Sorge quindi il dubbio che non sia un investimento così saggio, per il governo, associare un palcoscenico archeologico limitato nello spazio (non sarebbe semplicemente una città come nei film, ma una location ben precisa) a uno show che sarà visto da centinaia di milioni di persone, probabilmente miliardi. Qui non entrano considerazioni di gusto, né si intende sovradimensionare quel rischio del kitsch di cui dicevamo all’inizio: magari l’organizzazione sarà davvero rispettosa “del passato e del presente dell’Italia”, come ha promesso il patron di X, e lo spettacolo sarà meno peggio di quanto si pensi…
L’Italia non ha bisogno di ulteriore esposizione mediatica
A preoccuparci dovrebbe essere il rafforzamento di una tendenza al sovrasfruttamento del patrimonio artistico e culturale italiano, cioè lo stesso problema cui le varie amministrazioni stanno cercando con scarso successo di porre rimedio, tra accessi a numero chiuso, redistribuzione dei flussi e delle presenze (sì, ma come?) e rompicapo simili. Non si può lamentare che certi luoghi sono diventati invivibili, spingere per uno slow tourism più consapevole e sostenibile sotto tutti i punti di vista, e poi insistere su un modello di marketing – l’instagrammabilità – che va esattamente nella direzione del passato, per di più con la potenza di fuoco coordinata dei due più grandi social d’Occidente.

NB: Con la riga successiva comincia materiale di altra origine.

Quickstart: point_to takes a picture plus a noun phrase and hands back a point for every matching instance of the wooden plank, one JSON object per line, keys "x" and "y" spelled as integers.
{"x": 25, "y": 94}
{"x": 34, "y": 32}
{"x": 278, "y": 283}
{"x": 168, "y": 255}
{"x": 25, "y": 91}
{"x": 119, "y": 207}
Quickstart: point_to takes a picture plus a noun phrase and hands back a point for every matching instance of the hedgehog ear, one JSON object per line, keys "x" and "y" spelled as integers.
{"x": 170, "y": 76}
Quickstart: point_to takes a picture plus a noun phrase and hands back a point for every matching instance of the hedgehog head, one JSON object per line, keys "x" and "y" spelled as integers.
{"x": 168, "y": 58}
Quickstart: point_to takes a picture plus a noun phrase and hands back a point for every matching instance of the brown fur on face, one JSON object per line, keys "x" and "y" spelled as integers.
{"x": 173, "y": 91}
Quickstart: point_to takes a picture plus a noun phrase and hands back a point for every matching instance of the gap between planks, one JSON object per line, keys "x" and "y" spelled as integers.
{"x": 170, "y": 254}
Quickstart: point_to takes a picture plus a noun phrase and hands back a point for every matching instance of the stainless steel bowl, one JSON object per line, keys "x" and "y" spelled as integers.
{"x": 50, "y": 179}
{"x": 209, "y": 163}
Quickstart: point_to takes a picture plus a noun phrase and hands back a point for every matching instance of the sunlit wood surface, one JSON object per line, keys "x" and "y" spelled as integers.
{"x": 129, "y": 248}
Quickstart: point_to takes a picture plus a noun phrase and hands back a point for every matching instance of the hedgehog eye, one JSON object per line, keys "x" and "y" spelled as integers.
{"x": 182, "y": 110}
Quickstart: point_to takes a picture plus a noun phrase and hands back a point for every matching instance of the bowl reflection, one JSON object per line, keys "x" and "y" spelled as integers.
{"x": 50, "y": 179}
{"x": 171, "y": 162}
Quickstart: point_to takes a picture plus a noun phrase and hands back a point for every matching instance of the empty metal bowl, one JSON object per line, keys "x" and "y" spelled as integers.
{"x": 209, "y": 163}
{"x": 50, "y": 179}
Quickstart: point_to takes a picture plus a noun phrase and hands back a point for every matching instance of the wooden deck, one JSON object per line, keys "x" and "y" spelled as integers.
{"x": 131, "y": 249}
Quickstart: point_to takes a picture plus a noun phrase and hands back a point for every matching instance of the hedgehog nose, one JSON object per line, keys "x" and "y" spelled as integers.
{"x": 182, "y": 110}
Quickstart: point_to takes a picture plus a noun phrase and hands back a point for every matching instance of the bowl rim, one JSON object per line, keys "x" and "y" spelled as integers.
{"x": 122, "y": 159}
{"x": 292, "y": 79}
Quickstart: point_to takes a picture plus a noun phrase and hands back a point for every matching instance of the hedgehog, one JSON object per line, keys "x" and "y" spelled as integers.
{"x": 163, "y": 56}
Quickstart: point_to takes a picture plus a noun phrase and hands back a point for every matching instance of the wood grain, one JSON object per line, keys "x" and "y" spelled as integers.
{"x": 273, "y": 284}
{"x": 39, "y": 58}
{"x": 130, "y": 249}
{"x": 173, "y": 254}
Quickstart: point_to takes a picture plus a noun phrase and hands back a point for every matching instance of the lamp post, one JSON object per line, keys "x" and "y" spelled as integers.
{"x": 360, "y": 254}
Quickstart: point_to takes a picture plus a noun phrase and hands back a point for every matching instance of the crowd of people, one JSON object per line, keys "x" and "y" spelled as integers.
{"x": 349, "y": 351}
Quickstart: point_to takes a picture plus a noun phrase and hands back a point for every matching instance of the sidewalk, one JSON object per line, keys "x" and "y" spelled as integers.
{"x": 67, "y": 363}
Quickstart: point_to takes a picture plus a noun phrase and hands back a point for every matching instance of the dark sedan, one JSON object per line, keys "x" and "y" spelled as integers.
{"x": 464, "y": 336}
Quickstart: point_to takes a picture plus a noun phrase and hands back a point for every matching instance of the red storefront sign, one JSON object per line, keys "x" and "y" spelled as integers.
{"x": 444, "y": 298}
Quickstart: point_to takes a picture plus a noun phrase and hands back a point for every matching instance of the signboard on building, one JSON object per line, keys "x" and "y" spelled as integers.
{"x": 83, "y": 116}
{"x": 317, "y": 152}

Il ministro Sangiuliano, e la premier Meloni, quindi, riflettano bene. Se l’obiettivo è incassare le generose donazioni benefiche di Musk e Zuck, e portare un po’ dei loro soldi anche sui territori interessati dall’organizzazione dell’evento, fanno certamente bene a non farsi frenare da chi ci vede un attentato alla sacralità della storia e al valore della cultura. Se invece l’obiettivo è quello di “fare pubblicità” al nostro Paese nel mondo, c’è da temere che siano sulla strada sbagliata. L’Italia non ha (più) bisogno di pubblicità. O, meglio, avrebbe bisogno di un diverso tipo di pubblicità, analogica e non digitale. Utopia.